Cemil KOÇAK
Musul meselesini kim bilmez ki; Lozan’da bir türlü çözüme kavuşturulamayan, sonra Milletler Cemiyeti’nde Türkiye aleyhine karara bağlanan güney sınırımızın öyküsünü. Ama Almanya’nın tutumunu bilen pek azdır sanırım.
Lozan Antlaşması’nın imzalanmasından sonra Musul sorunu, Türk dış politikasının en önemli sorunlarından biri olarak kaldı. Bu sorun Türkiye’nin İngiltere ile ilişkilerini de gerginleştiren bir gündem maddesiydi. Konu Milletler Cemiyeti’ne havale edilmişti; İngiltere ile Fransa’nın denetiminde kurulan bu örgütün, üyesi bile olmayan Türkiye lehine karar vermesi gerçekçi bir beklenti sayılamazdı. Ama Lozan’da Türkiye bu süreci baştan kabullenmişti.
Almanya’nın meseleye bakışı
Daha 1925 yılında Almanya’nın Ankara Büyükelçiliği’nce hazırlanan bir raporda; Musul sorununda Türk-İngiliz çatışmasına ve bu konuda Berlin’in alması gereken tutuma yer verilmişti.

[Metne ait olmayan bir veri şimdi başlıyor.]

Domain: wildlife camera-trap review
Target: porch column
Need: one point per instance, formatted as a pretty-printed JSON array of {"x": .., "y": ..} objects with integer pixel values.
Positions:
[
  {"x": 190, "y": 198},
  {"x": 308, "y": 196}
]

Musul’un Milletler Cemiyeti Meclisi tarafından 16 Aralık 1925 tarihinde Irak’ın mandasına bırakılması kararından sadece birkaç gün önce kaleme alınan raporda, Almanya’nın Ankara Büyükelçisi Nadolny’den alınan bilgilere göre, Türkiye’nin cemiyete ve bu arada tabiî başta İngiltere ile Fransa’ya karşı tutumunun gittikçe sertleşmekte olduğu ve hatta bunun tehdit edici bir hale geldiği açıklanıyordu.

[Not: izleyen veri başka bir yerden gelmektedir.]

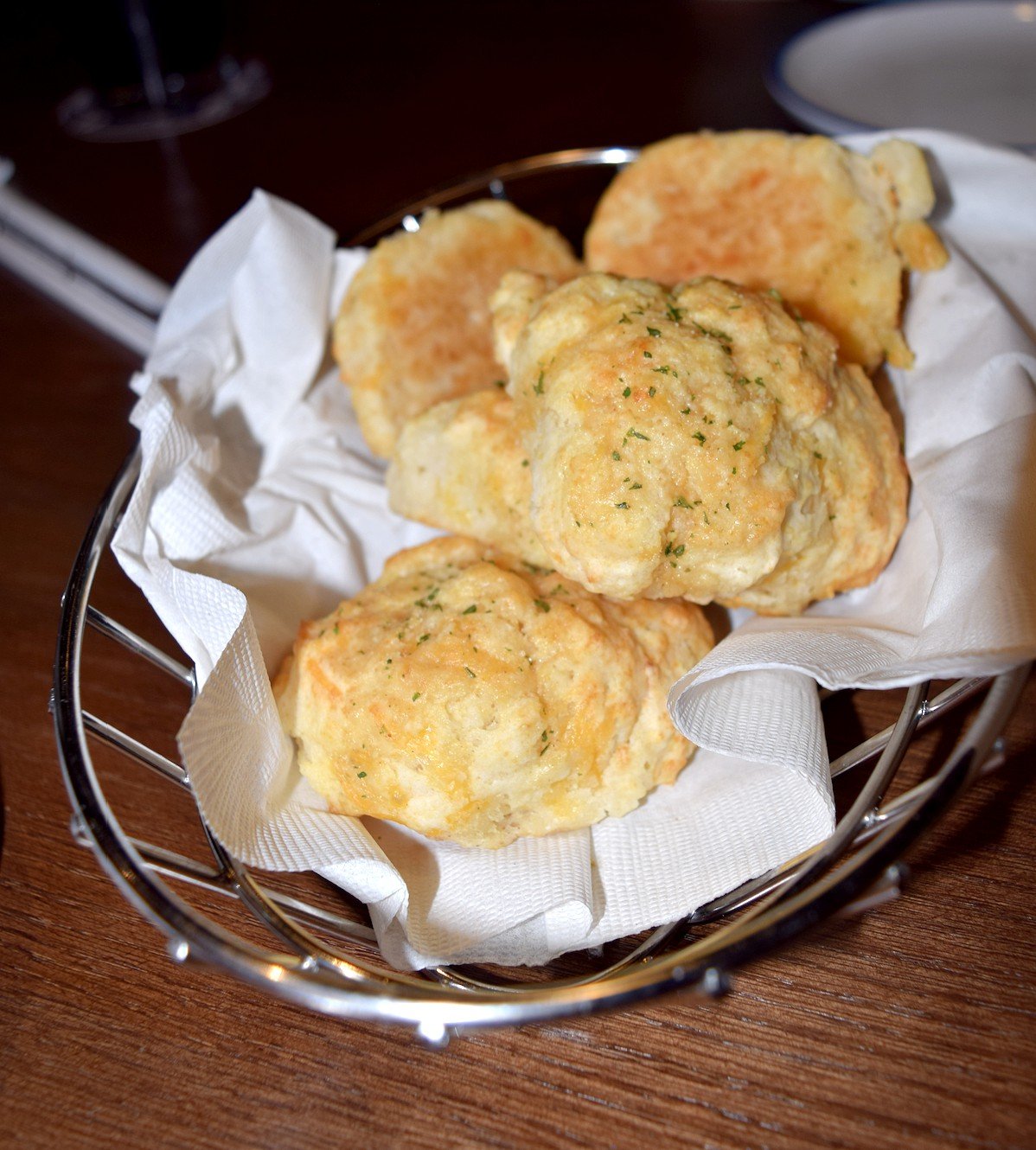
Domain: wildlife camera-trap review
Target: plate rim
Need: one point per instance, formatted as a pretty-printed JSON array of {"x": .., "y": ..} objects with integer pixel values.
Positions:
[{"x": 829, "y": 122}]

Gerçi Nadolny, Musul yüzünden Ankara’nın savaşa gireceğini sanmıyordu. Ama doğabilecek bir kriz Berlin’i de rahatsız ederdi. Hatırlanacağı gibi, ilk dünya savaşını kaybeden Almanya da cemiyete üye olamamıştı. Tıpkı Sovyetler Birliği gibi. Ama olmak da istiyordu.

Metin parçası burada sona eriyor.